In patients failing 2 prior TKIs, both ponatinib and asciminib are associated with a CCyR rate of more than 50% and are both effective against the T315I mutation. The decision to use ponatinib or asciminib depends on the patient’s comorbidities and the financial considerations. Asciminib may be preferred in patients with cardiovascular comorbidities such as coronary artery disease since ponatinib is associated with an increased risk of cardiovascular events. However, asciminib is significantly more expensive than ponatinib, particularly at the dose of 200 mg twice daily used for patients with the T315I mutation.

Patients failing ponatinib and/or asciminib could be considered for newer TKIs as part of clinical trials such as olverembatinib, ELVN-001, TERN-701, or others.46 They should be referred for allogeneic stem cell transplantation which is a one-time curative procedure. The benefits and risks of each of these approaches should be discussed with the patient before making an informed decision.

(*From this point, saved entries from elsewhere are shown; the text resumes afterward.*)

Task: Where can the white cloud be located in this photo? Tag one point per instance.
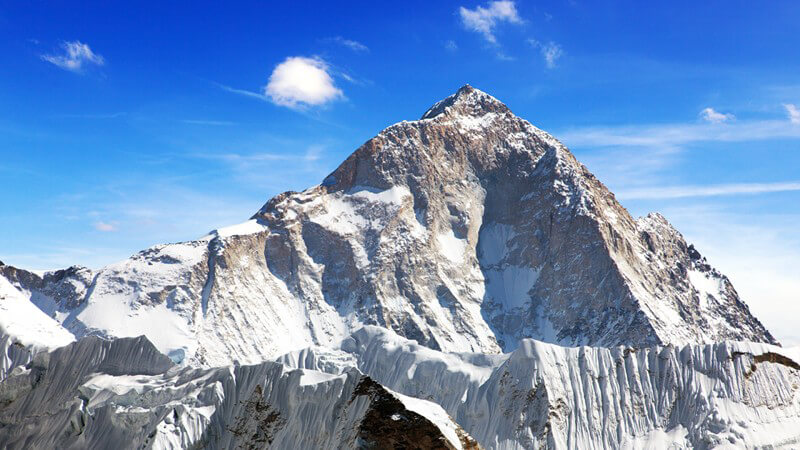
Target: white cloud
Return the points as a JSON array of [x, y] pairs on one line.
[[666, 192], [349, 43], [301, 81], [484, 19], [710, 115], [75, 55], [105, 226], [550, 51], [793, 112]]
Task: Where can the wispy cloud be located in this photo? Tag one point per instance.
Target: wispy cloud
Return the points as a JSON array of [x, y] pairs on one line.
[[675, 135], [550, 51], [713, 116], [75, 55], [793, 112], [484, 20], [667, 192], [105, 226], [355, 46]]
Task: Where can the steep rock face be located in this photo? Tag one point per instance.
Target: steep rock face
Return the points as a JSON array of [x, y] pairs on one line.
[[124, 394], [467, 230]]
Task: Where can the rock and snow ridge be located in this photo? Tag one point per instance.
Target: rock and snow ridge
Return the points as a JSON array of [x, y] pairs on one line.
[[469, 230], [466, 230]]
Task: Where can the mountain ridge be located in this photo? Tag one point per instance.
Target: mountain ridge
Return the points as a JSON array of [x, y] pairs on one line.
[[466, 230]]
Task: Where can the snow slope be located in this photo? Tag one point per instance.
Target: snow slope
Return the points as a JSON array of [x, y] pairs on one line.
[[732, 394], [428, 261], [467, 230], [123, 393]]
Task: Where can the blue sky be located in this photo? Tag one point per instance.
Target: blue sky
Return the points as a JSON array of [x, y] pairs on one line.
[[124, 127]]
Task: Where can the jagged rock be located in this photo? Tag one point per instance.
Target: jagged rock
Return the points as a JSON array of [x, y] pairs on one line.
[[467, 230]]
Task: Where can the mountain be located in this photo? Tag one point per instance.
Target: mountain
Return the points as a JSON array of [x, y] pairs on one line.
[[466, 230], [461, 279]]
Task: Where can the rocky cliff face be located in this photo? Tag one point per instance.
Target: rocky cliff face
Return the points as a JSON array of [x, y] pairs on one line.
[[393, 305], [467, 230]]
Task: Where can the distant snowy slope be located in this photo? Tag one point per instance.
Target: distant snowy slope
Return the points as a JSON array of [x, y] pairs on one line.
[[467, 230], [543, 395], [124, 394]]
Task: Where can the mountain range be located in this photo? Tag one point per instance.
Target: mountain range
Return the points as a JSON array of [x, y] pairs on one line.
[[459, 281]]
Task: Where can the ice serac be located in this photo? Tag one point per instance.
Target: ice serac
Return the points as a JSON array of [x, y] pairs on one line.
[[467, 230], [123, 393]]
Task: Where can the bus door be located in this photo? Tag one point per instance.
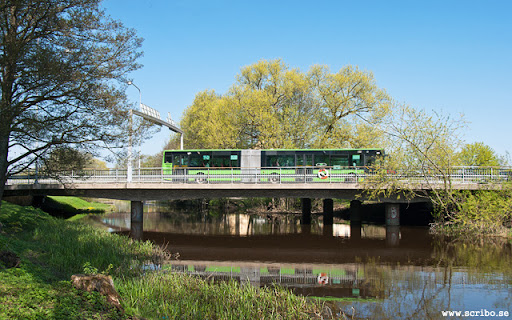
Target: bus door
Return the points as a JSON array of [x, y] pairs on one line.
[[309, 163], [179, 163]]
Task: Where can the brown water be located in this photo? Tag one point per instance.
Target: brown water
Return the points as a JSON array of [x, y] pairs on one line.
[[374, 271]]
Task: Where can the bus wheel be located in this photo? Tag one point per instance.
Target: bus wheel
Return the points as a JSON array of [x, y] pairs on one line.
[[274, 178], [200, 178]]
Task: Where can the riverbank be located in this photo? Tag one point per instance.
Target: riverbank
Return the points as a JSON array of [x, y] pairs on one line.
[[50, 250]]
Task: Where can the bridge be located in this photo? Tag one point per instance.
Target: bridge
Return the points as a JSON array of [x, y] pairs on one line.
[[304, 183]]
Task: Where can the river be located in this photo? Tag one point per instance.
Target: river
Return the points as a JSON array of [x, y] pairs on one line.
[[367, 272]]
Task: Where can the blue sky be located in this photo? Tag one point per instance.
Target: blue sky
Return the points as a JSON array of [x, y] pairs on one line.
[[449, 56]]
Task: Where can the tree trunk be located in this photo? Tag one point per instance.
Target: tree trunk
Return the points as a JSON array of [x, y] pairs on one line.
[[4, 149]]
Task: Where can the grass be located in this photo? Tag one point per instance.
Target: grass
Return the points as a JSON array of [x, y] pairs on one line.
[[51, 250], [68, 206]]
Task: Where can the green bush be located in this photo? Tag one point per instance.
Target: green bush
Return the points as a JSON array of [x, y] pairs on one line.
[[16, 218]]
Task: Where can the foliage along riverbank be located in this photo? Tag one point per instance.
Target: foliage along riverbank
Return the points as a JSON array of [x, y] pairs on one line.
[[51, 250], [465, 213]]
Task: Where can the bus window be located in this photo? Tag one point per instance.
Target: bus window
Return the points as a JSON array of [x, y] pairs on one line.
[[309, 159], [177, 160], [341, 161], [281, 161], [321, 159], [356, 160], [234, 161], [195, 160], [299, 160]]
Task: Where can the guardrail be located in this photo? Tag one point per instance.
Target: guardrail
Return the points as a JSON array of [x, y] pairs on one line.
[[283, 175]]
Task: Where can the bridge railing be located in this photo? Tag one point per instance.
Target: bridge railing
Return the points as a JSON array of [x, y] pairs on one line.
[[270, 175]]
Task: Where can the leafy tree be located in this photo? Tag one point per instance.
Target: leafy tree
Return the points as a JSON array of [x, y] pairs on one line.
[[273, 106], [478, 154], [65, 158], [63, 63]]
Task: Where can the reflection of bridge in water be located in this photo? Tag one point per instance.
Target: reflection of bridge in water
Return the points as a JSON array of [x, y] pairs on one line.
[[352, 280], [309, 280], [154, 184]]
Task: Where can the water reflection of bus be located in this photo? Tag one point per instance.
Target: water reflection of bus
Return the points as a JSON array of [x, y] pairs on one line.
[[284, 165]]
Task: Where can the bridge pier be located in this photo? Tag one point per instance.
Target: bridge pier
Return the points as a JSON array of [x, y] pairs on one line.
[[136, 221], [306, 211], [392, 236], [392, 214], [328, 212], [355, 212]]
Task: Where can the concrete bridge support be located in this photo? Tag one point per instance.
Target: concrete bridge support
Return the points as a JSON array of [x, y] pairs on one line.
[[355, 212], [306, 211], [136, 222], [392, 214], [328, 212]]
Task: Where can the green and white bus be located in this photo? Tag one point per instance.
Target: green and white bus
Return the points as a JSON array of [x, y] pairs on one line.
[[270, 165]]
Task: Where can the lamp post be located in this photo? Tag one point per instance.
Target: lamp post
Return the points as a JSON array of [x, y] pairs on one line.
[[129, 173]]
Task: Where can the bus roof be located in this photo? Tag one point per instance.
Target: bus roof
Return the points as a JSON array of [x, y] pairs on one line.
[[330, 149]]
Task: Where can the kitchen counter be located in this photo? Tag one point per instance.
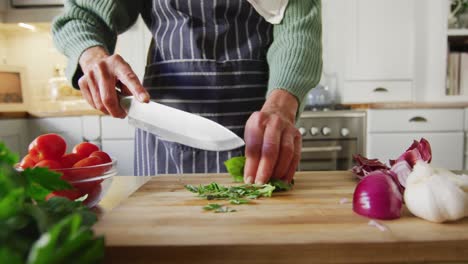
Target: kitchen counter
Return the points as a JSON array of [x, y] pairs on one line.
[[410, 105], [164, 223]]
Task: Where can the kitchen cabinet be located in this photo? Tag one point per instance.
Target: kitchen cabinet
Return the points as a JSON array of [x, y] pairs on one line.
[[70, 128], [117, 140], [379, 51], [391, 132], [14, 133]]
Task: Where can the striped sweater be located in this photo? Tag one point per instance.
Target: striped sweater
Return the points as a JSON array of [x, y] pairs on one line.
[[294, 57]]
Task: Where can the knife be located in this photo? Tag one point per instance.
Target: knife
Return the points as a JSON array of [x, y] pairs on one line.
[[179, 126]]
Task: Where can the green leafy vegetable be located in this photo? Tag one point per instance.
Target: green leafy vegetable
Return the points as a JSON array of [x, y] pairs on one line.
[[210, 207], [236, 194], [235, 167], [36, 231], [225, 209]]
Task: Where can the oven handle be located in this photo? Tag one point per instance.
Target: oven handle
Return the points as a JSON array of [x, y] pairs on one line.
[[322, 149]]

Comparative Efficacy of Third-line TKI Therapy for Achieving CCyR in CML

As shown here, for patients whose disease is no longer responding to imatinib and a second-generation TKI, the optimal third-line choice is a third-generation TKI. In this analysis, with the caveat of a limited number of patients, ponatinib was more strongly associated with CCyR than either bosutinib, dasatinib, or nilotinib in patients with CML and imatinib and a second-generation TKI failure.47

A propensity score matching analysis was performed to evaluate outcomes between ponatinib or other second-generation TKIs in 354 patients receiving a third-line TKI.48 The reported response rates of 51% having a 2-log reduction with ponatinib were consistent with the previous findings of approximately 60% achieving CCyR with ponatinib.47,48

ASCEMBL: Asciminib vs Bosutinib for Previously Treated Chronic-Phase CML

Following a phase I/II trial showing clinical benefit in patients with CML who had failed multiple TKIs or who had the T315I mutation, the phase III ASCEMBL trial was conducted to compare asciminib to bosutinib.49

In ASCEMBL, 233 patients with chronic-phase CML and at least 2 prior TKIs were randomized to receive asciminib 40 mg twice daily vs bosutinib 500 mg once daily. The primary endpoint was the MMR rate at 24 weeks. Secondary endpoints included an MMR rate at Week 96 (meeting no treatment failure criteria before
Week 96), safety and tolerability, CCyR/MMR rates, time to and duration of CCyR/MMR, time to treatment failure, PFS, OS, and pharmacology parameters.

ASCEMBL: Response Rates

At 96 weeks, the MMR rate with asciminib was more than double that with bosutinib, at 37.6% vs 15.8%, respectively. Likewise, the percentage of patients with BCR::ABL1 ≤1% was 45.1% vs 19.4%. Durability was good, with more than 95% of patients retaining their MMR for at least 72 weeks, and at least 40% retaining BCR::ABL1 ≤1%. Finally, the cumulative incidence of BCR::ABL1 ≤1% also showed superiority of asciminib, at 53.7% vs 33.7% with bosutinib.